CAS1_BOVIN      -----DVPSERYLGYLEQLLRLKKYKVPQLEIVPNSAEERLHSMKE---GIHAQQKEPMI
CAS1_HUMAN      ------SEEMSLSKCAEQFCRLNEYNQLQLQAAH--AQEQIRRMN-----ENSHVQVP--
CAS1_MOUSE      EQKNIANEDMLNQCTLEQLQRQFKYNQLLQKASL--AKQASLFQQPSLVQQASLFQQPSL
CAS1_PIG_I      -----DVPSQSYLGHLQGLN---KYKLRQLEAIH---DQELHRTNE---DKHTQQGEPMK
CAS1_RABIT      KQKYVPREDLAYQPYVQQQLLRMKERYQIQE------REPMRVVN---QELAQLYLQP--
CAS1_RAT_I      EQKNIANKEILNRCTLEQLQRQIKYSQLLQQASL--AQQASLAQQASLAQQALLAQQP--
CAS1_SHEEP      -----DVPSERYLGYLEQLLRLKKYNVPQLEIVPKSAEEQLHSMKE---GNPAHQKQPMI
                                .                     .                  *

CAS1_BOVIN      GVNQELAYF-----------------YPELFRQFYQLD--AYPSGAWYYVPLGTQYTDAP
CAS1_HUMAN      ------------------------------FQQLNQL---AAYPYAVWYYPQIMQYVPFP
CAS1_MOUSE      LQQASLFQQPSMAQQASLLQQLLLAQQPSLALQVSPAQQSSLVQQAFLAQQASLAQKHHP
CAS1_PIG_I      GVNQEQAYF-----------------YFEPLHQFYQLD--AYPYATWYYPP---QYIAHP
CAS1_RABIT      -----------------------------FEQPYQLD---AYLPAPWYYTPEVMQYVLSP
CAS1_RAT_I      ----------------------------SLAQQAALAQQASLAQQASLAQQASLAQKHHP
CAS1_SHEEP      AVN-------------------------QLFRQFYQLD--AYPSGAWYYLPLGTQYTDAP
                                                        .                  *
CAS1_BOVIN      SFSDIPNPIGSENSE-KTTMPLW-------------------------------------
CAS1_HUMAN      PFSDISNPTAHENYEKNNVMLQW-------------------------------------
CAS1_MOUSE      RLSQSYYPHMEQPYRMNAYSQVQMRHPMSVVDQALAQFSVQPFPQIFQYDAFPLWAYFPQ
CAS1_PIG_I      LFTNIPQPTAPEKGGKTEIMPQW-------------------------------------
CAS1_RABIT      LFYDLVTPSAFESAEKTDVIPEWLKN----------------------------------
CAS1_RAT_I      RLSQVYYPNMEQPYRMNAYSQVQMRHPMSVVDQ--AQFSVQSFPQLSQYGAYPLWLYFPQ
CAS1_SHEEP      SFSDIPNPIGSENSG-KITMPLW-------------------------------------
                       *   .

CAS1_BOVIN      ----------------------------
CAS1_HUMAN      ----------------------------
CAS1_MOUSE      DMQYLTPKAVLNTFKPIVSKDTEKTNVW
CAS1_PIG_I      ----------------------------
CAS1_RABIT      ----------------------------
CAS1_RAT_I      DMQYLTPEAVLNTFKPIAPKDAENTNVW
CAS1_SHEEP      ----------------------------

If you examine this alignment you might decide that it is not very sensible and consequently any tree drawn on the basis of this alignment would be unsatisfactory.
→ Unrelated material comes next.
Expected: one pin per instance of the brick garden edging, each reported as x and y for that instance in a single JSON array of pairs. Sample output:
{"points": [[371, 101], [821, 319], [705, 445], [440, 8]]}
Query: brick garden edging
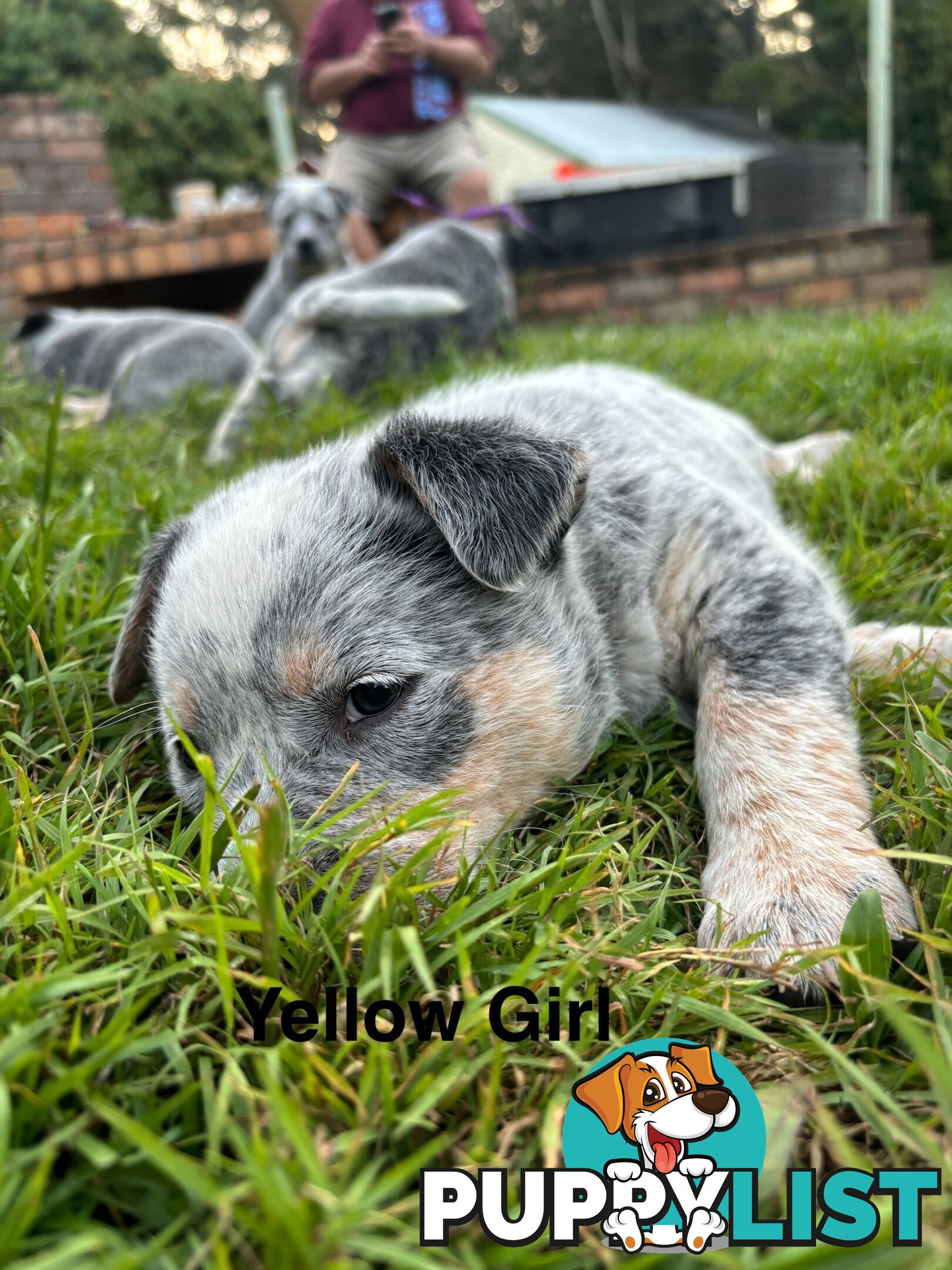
{"points": [[853, 266], [53, 176]]}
For example, in the alignment above, I have highlighted small sequences that you might think should be aligned but are not. Change the alignment parameters to see how it affects the alignment.
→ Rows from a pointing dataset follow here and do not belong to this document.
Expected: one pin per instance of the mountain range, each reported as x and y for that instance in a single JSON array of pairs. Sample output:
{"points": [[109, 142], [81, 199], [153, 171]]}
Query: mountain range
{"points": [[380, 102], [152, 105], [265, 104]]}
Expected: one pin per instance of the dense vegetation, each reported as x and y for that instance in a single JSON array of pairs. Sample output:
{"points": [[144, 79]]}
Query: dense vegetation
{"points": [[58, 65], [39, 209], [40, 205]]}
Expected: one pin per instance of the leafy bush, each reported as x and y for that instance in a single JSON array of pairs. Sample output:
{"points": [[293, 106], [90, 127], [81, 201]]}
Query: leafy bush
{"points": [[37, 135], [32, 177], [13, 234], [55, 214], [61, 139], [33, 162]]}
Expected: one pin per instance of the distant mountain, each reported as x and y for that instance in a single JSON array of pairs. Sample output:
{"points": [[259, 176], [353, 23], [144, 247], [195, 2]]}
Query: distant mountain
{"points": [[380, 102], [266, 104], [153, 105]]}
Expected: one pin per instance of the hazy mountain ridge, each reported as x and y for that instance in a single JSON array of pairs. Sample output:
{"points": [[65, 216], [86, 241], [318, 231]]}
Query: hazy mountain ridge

To do this re-enter ClustalW

% clustalw

and input the same sequences as before. Choose option 2 to do an alignment. Now choose option 6 to change the multiple alignment parameters.

********* MULTIPLE ALIGNMENT PARAMETERS *********
     1. Gap Opening Penalty              :10.00
     2. Gap Extension Penalty            :0.05
     3. Delay divergent sequences        :40 %
     4. DNA Transitions Weight           :0.50
     5. Protein weight matrix            :BLOSUM series
     6. DNA weight matrix                :IUB
     7. Use negative matrix              :OFF
         
     7. Protein Gap Parameters
         
     H. HELP
Enter number (or [RETURN] to exit):

As you can see the gap opening penalty is quite large (the default in pileup v8.1 it was only 3.00 although it is now 12). Change these parameters to be the same as the pileup ones (gap extension penalty for pileup 8.1 was 0.10 now 4). To change the gap opening or extension penalties choose the appropriate menu number and you will be prompted for a value. Depending on what changes you make this may give a quite different alignment. If you choose the parameters the same as pileup the alignment is as follows (note it is a good idea to give the new alignment a name other than the default otherwise you will overwrite the pre-existing alignment).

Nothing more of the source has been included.